You will need two or more raster files that have adjacent extents or only overlap partially around the edges and are in the same projection. Ideally, the files should be of the same type, such as all elevations, all air photos, and so on. For this recipe, the elevation rasters from the OSGeo EDU (North Carolina) dataset will work.

How to do it…

  1. (Optional) Load the elevation rasters to your current map.
  2. Go to Raster Menu | Miscellanous | Build Virtual Raster (Catalog).
  3. Check the Use visible raster layers checkbox or choose SELECT, browse to the example data, and select all four.
  4. SELECT and name an output file using the .vrt extension.
  5. (Optional) Check the Load into canvas when finished checkbox if you want to see the results immediately:
    How to do it…

    Tip

    GDAL command line equivalent: <command> <output.vrt> <list of inputs... space between each...>

    For example, gdalbuildvrt elevlid.vrt elevlid_D782_6.tif elevlid_D783_6m.tif elevlid_D792_6m.tif elevlid_D793_6m.tif.

How it works…

GDAL VRT format is an XML file that defines the location of each raster file relative to an anchor file.

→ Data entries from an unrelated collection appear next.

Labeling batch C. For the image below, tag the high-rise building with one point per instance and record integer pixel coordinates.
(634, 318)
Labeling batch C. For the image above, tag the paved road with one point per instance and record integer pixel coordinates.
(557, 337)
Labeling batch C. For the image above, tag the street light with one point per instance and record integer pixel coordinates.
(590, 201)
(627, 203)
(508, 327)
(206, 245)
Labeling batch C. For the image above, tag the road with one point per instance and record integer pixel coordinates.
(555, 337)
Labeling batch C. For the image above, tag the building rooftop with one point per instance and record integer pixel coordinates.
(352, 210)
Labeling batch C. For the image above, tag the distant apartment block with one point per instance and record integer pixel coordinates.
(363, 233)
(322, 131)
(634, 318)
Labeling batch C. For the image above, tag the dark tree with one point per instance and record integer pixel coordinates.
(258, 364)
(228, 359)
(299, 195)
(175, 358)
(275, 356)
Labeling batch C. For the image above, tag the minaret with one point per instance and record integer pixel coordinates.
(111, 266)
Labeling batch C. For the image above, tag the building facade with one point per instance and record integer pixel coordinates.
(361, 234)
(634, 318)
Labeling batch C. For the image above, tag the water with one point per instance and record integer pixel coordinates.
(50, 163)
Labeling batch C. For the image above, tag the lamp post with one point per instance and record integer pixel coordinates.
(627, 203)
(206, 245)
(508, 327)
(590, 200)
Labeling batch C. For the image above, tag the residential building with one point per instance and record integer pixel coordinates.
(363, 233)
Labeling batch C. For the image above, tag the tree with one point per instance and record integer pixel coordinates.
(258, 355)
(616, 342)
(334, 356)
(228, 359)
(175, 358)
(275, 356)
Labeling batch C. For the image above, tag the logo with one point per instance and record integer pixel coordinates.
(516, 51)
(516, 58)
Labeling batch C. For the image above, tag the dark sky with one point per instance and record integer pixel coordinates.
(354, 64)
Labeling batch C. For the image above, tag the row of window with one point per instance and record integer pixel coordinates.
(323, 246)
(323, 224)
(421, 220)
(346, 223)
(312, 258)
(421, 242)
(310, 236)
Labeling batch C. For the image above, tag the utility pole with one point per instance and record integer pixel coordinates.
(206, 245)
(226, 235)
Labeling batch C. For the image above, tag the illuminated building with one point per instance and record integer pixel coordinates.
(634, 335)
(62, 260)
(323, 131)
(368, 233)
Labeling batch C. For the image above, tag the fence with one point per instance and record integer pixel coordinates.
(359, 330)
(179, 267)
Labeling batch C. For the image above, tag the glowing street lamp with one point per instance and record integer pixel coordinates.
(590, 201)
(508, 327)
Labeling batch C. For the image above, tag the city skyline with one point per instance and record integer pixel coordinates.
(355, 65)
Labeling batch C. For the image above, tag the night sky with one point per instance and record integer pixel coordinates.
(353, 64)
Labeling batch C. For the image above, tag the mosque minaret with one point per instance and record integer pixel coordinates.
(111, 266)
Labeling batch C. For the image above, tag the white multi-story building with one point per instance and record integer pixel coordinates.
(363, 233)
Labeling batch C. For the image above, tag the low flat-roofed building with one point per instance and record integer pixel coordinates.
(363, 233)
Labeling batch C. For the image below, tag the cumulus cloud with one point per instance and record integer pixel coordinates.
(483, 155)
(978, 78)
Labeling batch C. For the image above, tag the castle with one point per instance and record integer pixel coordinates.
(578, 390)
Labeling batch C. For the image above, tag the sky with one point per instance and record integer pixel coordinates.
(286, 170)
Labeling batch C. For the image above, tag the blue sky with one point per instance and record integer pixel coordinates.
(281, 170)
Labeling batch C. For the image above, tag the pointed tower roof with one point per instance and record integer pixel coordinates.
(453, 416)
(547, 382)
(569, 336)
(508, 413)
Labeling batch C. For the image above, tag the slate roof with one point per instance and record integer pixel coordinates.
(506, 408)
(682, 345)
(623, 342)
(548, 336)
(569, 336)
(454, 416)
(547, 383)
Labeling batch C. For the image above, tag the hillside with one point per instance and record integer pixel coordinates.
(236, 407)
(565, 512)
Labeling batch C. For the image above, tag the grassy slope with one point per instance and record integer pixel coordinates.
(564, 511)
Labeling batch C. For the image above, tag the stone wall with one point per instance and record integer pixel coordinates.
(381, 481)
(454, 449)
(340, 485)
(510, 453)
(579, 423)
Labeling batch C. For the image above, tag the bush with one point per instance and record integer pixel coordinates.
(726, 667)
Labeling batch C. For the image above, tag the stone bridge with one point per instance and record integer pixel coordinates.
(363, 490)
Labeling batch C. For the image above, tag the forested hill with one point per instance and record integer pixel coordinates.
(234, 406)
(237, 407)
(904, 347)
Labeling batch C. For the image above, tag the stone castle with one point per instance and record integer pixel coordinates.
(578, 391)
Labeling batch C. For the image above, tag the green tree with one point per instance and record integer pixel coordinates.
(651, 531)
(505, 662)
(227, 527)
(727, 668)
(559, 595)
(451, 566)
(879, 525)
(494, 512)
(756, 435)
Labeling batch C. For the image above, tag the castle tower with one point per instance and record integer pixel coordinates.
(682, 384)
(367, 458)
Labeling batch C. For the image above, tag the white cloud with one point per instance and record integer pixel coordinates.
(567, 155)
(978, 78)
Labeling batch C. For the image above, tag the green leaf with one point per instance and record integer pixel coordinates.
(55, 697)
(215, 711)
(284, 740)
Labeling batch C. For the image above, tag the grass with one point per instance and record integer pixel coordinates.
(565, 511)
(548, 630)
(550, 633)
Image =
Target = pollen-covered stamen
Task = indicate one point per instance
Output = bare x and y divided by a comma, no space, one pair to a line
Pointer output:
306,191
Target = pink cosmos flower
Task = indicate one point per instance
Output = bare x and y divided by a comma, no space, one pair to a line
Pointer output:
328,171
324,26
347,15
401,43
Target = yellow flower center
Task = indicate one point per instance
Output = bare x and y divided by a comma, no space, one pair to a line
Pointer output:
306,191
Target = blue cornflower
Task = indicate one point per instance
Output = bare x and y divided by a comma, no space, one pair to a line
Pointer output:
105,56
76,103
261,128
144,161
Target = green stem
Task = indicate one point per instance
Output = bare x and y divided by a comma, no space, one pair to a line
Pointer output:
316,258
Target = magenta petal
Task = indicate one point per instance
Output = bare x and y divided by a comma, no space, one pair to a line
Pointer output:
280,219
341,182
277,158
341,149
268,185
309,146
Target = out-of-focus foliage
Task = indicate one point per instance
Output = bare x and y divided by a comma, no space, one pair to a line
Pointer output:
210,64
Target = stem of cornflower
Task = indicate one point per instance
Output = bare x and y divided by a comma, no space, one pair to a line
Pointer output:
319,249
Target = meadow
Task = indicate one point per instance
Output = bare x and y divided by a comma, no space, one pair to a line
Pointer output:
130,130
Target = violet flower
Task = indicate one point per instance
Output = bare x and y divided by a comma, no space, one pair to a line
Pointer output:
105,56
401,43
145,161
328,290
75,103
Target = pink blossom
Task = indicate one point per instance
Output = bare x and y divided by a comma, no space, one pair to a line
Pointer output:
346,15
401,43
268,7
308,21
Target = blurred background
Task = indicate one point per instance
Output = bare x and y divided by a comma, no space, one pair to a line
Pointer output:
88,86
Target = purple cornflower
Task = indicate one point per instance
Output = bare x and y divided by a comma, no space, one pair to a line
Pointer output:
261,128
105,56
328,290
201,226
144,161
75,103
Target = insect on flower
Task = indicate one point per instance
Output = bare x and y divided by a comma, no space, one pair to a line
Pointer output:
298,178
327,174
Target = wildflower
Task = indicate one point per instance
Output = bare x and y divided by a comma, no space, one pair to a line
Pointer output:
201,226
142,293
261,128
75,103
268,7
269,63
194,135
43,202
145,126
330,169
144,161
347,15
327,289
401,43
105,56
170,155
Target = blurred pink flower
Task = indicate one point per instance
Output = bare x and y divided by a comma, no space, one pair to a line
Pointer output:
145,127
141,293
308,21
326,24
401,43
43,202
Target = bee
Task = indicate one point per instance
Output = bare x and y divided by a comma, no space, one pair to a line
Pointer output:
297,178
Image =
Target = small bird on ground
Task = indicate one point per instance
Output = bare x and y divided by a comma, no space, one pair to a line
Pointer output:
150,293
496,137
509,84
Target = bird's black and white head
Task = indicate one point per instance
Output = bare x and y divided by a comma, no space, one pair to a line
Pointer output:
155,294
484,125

It uses the existing spatial extent information of the rasters to figure out their positions relative to each other and then anchors the set in the given coordinate system.

There's more…

Using a VRT is all about saving time. When you have hundreds of raster files for one particular dataset, you can combine them into a single file. However, this file could be gigantic in size and somewhat impossible to work with. This is a quick way to be able use the files as a seamless background layer. If you need to perform analysis, you'll likely need to either combine the layers or loop over them individually.

You could also generate Tile Index (also in the Miscellaneous menu), which makes a shapefile of the outlines of the rasters and puts the ID and path of the raster in the attribute table. This would allow you to figure out which image you want to load for a given map without having to load them all.

Finally, if you really want to make all of the files a single large file, use the context menu (right-click on the loaded VRT layer and choose Save As). If you have overlaps, more complicated situations, or want to merge without loading the files, first use the Merge tool (also in the Miscellaneous menu). This can be tricky if your files overlap, you'll need to decide how to handle the double data.